Il razzismo sistemico,poi, si manifesta nel razzismo istituzionale, che si riferisce al pregiudizio razziale attuato nelle politiche o nelle pratiche legislative. Alyasah A. Sewell, professoressa e sociologa, lo definisce come un blocco delle minoranze dall’accesso ai beni, ai servizi e alle opportunità della società; ne è un vero esempio quello che accade a chi porta l’onere di essere nato in Siria ma si ritrova a mendicare un po’ di umanità altrove. 

La Turchia, per quanto la sua cultura possa avermi affascinata e l’accoglienza della gente deliziata, sul piano politico e sociale incarna gli stessi problemi che hanno tantissimi Paesi in via di sviluppo e, al contempo, riguardano anche la nostra Europa: la prassi continua del razzismo sistemico. 

La Convenzione di Ginevra del 1951 relativa allo Status di rifugiato e il protocollo del 1964 stabiliscono obblighi di non-refoulement (art. 33 Conv. 1951). Ciò vale a dire l’obbligo che hanno tutti gli Stati firmatari della Convenzione di non respingere il richiedente asilo verso le frontiere di uno Stato ove la sua vita o la sua libertà sarebbero minacciate. L’Art. 31 Conv. 1951, inoltre, obbliga gli Stati a non assoggettare a sanzioni penali i rifugiati che entrino illegalmente nel territorio dello Stato cui intendono chiedere asilo.

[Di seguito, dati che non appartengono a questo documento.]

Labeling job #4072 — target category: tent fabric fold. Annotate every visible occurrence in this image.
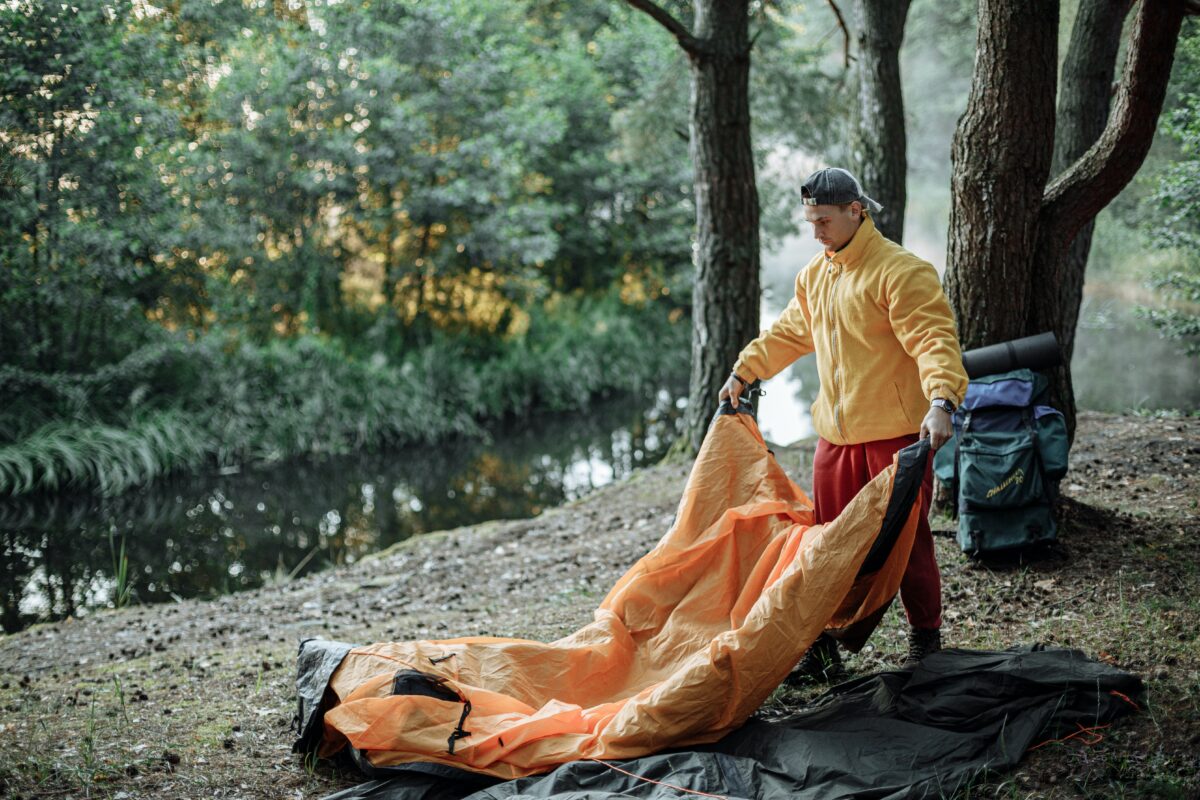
[298,405,929,778]
[309,645,1145,800]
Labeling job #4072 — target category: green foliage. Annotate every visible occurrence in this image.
[1139,19,1200,356]
[0,291,689,495]
[0,410,211,494]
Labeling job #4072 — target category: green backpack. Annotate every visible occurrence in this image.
[934,369,1069,555]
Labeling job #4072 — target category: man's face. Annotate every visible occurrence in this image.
[804,200,863,252]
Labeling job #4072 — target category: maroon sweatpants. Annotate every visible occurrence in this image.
[812,433,942,627]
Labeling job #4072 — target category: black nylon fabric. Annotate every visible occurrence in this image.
[316,645,1142,800]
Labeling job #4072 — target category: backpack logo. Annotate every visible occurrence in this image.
[988,467,1025,500]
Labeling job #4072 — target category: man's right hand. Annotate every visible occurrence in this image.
[716,375,745,408]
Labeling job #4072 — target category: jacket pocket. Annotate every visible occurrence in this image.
[892,380,920,427]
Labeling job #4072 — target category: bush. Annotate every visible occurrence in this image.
[0,293,689,495]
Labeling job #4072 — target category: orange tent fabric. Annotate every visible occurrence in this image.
[320,408,920,778]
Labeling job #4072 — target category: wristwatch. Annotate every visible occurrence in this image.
[929,397,954,414]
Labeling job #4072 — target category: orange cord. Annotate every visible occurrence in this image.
[1030,722,1109,750]
[587,758,730,800]
[1109,688,1141,711]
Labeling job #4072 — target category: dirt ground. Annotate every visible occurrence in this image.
[0,414,1200,799]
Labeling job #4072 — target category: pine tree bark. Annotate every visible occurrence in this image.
[1030,0,1188,440]
[1039,0,1133,432]
[944,0,1058,349]
[946,0,1192,437]
[848,0,908,242]
[628,0,760,452]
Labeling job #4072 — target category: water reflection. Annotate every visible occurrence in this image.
[1070,296,1200,411]
[0,389,683,632]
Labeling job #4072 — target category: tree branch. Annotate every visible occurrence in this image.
[625,0,704,56]
[1040,0,1190,247]
[826,0,854,70]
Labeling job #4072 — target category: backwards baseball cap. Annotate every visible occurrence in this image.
[800,167,883,213]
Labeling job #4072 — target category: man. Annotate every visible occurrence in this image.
[720,168,967,682]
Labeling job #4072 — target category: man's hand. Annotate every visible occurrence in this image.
[716,375,745,408]
[920,405,954,450]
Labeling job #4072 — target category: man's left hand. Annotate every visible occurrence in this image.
[920,405,954,450]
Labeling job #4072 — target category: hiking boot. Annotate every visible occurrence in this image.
[784,633,846,686]
[900,627,942,669]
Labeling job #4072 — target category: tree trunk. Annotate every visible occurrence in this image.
[946,0,1189,437]
[946,0,1058,349]
[850,0,908,242]
[1037,0,1133,435]
[626,0,760,452]
[688,1,761,450]
[1030,0,1184,440]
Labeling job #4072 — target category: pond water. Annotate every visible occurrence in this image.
[0,387,685,632]
[0,291,1200,631]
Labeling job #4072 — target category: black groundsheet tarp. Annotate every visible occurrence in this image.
[299,642,1142,800]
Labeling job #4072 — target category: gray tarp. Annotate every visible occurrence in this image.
[299,642,1142,800]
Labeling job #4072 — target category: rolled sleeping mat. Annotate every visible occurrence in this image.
[962,331,1062,378]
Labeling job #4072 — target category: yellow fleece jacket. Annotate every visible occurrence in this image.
[733,216,967,445]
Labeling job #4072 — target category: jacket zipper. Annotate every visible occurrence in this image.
[828,259,846,441]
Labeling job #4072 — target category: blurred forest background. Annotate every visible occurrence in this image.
[0,0,1200,495]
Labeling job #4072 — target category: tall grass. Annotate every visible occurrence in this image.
[0,409,212,495]
[0,295,688,497]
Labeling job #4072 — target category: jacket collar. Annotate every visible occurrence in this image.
[826,213,882,270]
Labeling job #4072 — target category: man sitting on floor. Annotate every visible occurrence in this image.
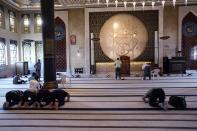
[142,88,167,110]
[22,76,41,106]
[3,90,23,109]
[50,89,70,109]
[13,74,26,84]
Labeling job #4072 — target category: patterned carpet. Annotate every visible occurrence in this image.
[0,77,197,131]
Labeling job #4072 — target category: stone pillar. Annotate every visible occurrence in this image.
[41,0,58,89]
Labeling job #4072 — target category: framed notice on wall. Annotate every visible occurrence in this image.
[70,35,76,45]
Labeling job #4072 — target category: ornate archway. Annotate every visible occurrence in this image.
[55,17,66,72]
[182,12,197,70]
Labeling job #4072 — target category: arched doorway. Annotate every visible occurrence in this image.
[55,17,66,72]
[182,12,197,70]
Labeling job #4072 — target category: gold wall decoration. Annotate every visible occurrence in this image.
[100,13,148,60]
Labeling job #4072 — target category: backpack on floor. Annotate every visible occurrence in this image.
[168,96,187,109]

La politica della porta aperta, adottata dal governo turco dopo il 2012 fino alla chiusura della frontiera con la Siria nel 2015, mostra dunque chiaramente l’incapacità di Ankara di far fronte a una delle più grandi crisi umanitarie che si sta consumando da più di dieci anni al proprio confine. Se l’1,7% dei rifugiati vive nei centri di accoglienza temporanea, la quasi totalità, circa il 98% di siriani sono beneficiari di protezione temporanea. In più, moltissime municipalità turche come Kilis, Hatay, Gaziantep e Şanlıurfa, data la loro vicinanza con il confine siriano, hanno difficoltà nell’erogare i servizi essenziali.

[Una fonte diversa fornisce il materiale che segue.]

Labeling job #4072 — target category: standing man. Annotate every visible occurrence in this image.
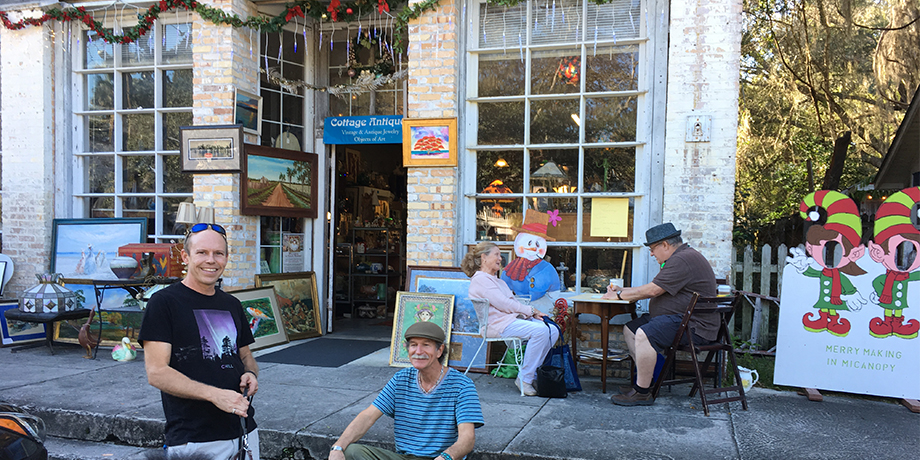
[329,321,485,460]
[604,222,719,406]
[138,223,259,460]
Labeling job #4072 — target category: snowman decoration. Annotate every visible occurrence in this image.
[501,209,559,305]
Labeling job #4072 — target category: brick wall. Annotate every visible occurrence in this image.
[406,0,462,266]
[663,0,741,277]
[192,0,259,290]
[0,18,56,297]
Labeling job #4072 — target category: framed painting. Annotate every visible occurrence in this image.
[256,272,323,340]
[51,217,147,280]
[233,88,262,136]
[390,291,454,367]
[240,144,319,219]
[228,286,288,350]
[179,125,243,172]
[403,118,457,167]
[0,300,45,345]
[54,278,144,347]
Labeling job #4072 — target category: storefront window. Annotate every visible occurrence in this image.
[74,23,193,241]
[465,0,652,290]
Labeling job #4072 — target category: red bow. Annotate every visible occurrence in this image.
[878,270,910,304]
[821,268,843,305]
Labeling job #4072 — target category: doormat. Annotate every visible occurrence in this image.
[258,338,390,367]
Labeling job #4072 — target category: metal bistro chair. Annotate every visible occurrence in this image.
[463,297,524,396]
[652,293,748,417]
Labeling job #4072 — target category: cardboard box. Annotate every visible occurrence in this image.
[118,243,185,278]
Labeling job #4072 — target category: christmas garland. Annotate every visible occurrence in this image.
[0,0,440,52]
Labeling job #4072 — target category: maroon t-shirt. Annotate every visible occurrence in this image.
[648,244,719,340]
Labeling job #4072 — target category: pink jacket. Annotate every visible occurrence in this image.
[470,271,533,337]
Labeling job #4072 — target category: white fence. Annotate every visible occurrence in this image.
[729,244,788,352]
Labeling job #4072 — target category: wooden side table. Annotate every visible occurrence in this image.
[568,294,636,393]
[3,308,90,355]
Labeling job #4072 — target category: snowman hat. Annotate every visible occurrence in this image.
[511,209,556,241]
[874,187,920,244]
[799,190,862,247]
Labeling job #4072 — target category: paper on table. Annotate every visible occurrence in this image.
[591,198,629,237]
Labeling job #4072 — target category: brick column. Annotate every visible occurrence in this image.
[0,17,56,297]
[406,0,463,266]
[192,0,259,290]
[663,0,741,277]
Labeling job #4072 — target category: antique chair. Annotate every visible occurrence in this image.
[463,297,524,396]
[652,293,747,416]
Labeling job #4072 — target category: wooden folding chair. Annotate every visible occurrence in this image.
[652,293,748,417]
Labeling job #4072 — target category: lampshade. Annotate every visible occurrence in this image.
[198,206,214,224]
[176,201,198,224]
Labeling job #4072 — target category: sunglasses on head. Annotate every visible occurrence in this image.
[185,222,227,238]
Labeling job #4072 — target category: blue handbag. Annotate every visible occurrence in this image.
[543,317,581,391]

I numerosi attori coinvolti in Siria, le profonde divergenze di vedute sulla questione dei migranti e le diffidenze reciproche tra la Turchia e l’Unione Europea finiscono solo per danneggiare i sopravvissuti. Un esempio chiaro è dato dall’impossibilità che incontrano tantissimi siriani e siriane nel lasciare la prima città di arrivo. Essendo beneficiari di una protezione temporanea, diversamente dallo status di rifugiato, hanno bisogno di ottenere un permesso dal governo turco per poter spostarsi o viaggiare all’interno del Paese. 
Burocrazia, propaganda, guerra, razzismo.
Tutti elementi che bloccano i sogni, i viaggi e le avventure che i migranti, giovani ma anche adulti, vorrebbero vivere al pari dei loro coetanei in altre parti del mondo. Sogni di normalità che diventa eccezione, così naturali da immaginare per noi ma così impossibili da vivere per loro, ostacolati da una politica d’integrazione che li respinge e li rifiuta. Per non sommare il problema del lavoro minorile e la differenza linguistica che non permettono di integrarsi facilmente nella società turca, rendendo così fondamentale l’aumento degli sforzi finora compiuti sia a livello nazionale che internazionale.
Bisogna monitorare e capire a fondo sempre di più ciò che accade, e non solo, alle porte dell’Europa. Perché sì, ci riguarda più di quanto non pensiamo.